In fact, you don’t even know your address. Unless ‘down the alley besides Soma Café’ counts, which is what you tell the Foodmandu delivery guy.
3. A shopping spree means buying four new pairs of leggings.
In different colours, from Bhat Bateni. Glamorous and practical!
4. You make a trip south of the border to India and immediately feel like a country cousin.
The lights! Even after dark! The plentiful hot water! The fashion! The multiple varieties of dal!
5. The phrase ‘river-front location’ actually makes you gag.
You shudder in horror and reflexively hold your breath when reading real-estate ads from other countries that use this as a selling point. Then you remember that the Bagmati doesn’t really deserve the title of ‘river,’ and that riverside promenades should be quite nice.
6. You plan your weekly hair wash around the power schedule and the weather forecast.
Because you don’t want to be left pouring cold water on your head and then shivering with no way to dry your cold, wet head.
7. You step out into traffic without flinching.
And only check to see that a full-size bus isn’t hurtling toward you.
8. You’ve forgotten what a bus schedule might be.
That’s something that exists in some places? You’re not sure where the Lalitpur Yatayat would post a schedule anyway, even if it had one.
9. A late night out means dancing in Thamel, then stumbling into bed at 11pm.
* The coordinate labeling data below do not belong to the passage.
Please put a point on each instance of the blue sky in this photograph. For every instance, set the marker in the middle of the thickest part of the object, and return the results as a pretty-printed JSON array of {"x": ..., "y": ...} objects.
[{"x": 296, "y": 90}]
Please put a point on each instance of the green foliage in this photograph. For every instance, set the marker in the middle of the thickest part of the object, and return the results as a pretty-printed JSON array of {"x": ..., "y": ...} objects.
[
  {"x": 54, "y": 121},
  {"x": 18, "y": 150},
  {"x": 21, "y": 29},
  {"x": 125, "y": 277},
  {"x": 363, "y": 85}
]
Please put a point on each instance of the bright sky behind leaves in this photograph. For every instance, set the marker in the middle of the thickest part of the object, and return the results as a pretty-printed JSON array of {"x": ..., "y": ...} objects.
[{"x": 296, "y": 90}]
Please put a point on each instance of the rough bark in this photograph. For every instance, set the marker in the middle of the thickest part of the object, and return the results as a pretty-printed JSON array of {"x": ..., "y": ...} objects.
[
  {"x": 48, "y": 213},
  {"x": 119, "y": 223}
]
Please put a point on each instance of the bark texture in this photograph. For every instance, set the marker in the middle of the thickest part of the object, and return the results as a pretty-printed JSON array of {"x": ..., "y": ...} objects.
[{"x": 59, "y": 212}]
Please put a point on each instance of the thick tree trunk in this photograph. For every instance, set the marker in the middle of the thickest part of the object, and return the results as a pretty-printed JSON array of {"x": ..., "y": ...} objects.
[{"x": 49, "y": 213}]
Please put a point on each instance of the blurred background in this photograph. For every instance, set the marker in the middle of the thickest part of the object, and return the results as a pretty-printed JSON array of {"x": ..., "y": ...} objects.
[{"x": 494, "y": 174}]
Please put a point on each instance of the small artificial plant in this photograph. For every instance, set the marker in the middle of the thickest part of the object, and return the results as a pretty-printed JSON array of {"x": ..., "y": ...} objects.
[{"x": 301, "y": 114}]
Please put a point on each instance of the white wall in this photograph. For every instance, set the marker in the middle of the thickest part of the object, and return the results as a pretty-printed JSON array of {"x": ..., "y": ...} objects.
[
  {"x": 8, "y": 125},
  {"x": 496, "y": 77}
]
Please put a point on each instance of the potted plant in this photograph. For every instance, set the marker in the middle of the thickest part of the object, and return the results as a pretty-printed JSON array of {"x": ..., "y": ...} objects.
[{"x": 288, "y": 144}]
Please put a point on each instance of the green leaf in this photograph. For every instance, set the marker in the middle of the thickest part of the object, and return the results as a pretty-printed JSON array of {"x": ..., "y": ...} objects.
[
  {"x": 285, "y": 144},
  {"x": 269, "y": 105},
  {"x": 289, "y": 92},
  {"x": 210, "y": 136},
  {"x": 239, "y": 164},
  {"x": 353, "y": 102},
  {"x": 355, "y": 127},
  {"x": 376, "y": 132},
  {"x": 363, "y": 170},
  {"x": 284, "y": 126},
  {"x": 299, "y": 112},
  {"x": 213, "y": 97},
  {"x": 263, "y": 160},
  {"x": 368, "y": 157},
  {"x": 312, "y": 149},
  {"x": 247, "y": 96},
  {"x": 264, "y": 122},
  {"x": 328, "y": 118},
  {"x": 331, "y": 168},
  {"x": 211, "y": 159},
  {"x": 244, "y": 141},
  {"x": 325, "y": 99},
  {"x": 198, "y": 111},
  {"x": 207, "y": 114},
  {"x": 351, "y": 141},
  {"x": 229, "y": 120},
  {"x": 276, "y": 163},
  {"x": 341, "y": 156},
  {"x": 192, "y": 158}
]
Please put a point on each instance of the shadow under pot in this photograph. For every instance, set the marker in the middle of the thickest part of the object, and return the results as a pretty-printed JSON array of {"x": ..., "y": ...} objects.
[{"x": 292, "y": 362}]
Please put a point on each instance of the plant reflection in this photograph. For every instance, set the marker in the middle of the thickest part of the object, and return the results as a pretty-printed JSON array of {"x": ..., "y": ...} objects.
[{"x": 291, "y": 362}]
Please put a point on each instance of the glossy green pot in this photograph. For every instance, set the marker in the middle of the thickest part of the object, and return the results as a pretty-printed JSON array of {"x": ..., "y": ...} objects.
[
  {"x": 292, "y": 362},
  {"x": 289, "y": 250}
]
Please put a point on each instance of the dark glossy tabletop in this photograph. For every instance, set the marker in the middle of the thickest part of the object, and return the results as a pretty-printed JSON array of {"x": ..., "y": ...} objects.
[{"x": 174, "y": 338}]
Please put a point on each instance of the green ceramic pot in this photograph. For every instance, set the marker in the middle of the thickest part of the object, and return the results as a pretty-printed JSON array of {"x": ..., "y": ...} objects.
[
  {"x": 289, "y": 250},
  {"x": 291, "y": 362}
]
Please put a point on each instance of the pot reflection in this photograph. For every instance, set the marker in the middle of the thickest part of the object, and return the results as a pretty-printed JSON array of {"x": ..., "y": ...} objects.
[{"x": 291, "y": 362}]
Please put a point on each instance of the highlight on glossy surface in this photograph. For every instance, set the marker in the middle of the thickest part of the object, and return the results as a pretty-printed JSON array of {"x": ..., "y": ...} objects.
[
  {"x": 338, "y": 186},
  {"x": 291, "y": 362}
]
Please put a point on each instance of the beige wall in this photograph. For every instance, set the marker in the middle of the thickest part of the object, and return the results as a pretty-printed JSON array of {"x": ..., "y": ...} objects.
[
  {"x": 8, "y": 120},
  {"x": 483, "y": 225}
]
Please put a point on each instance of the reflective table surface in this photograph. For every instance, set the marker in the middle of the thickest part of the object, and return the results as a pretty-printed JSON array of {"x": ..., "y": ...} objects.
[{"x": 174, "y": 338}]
It’s hard when your friends back home don’t even get their parties started till after 10. And you can’t even console yourself the next day with the fact that you got an early night, because those Kathmandu hangovers are brutal.
10. You superimpose the outline of mountains onto your memories of every other city you’ve lived in.
And glance in panic at the flat horizon when you go back home for a visit.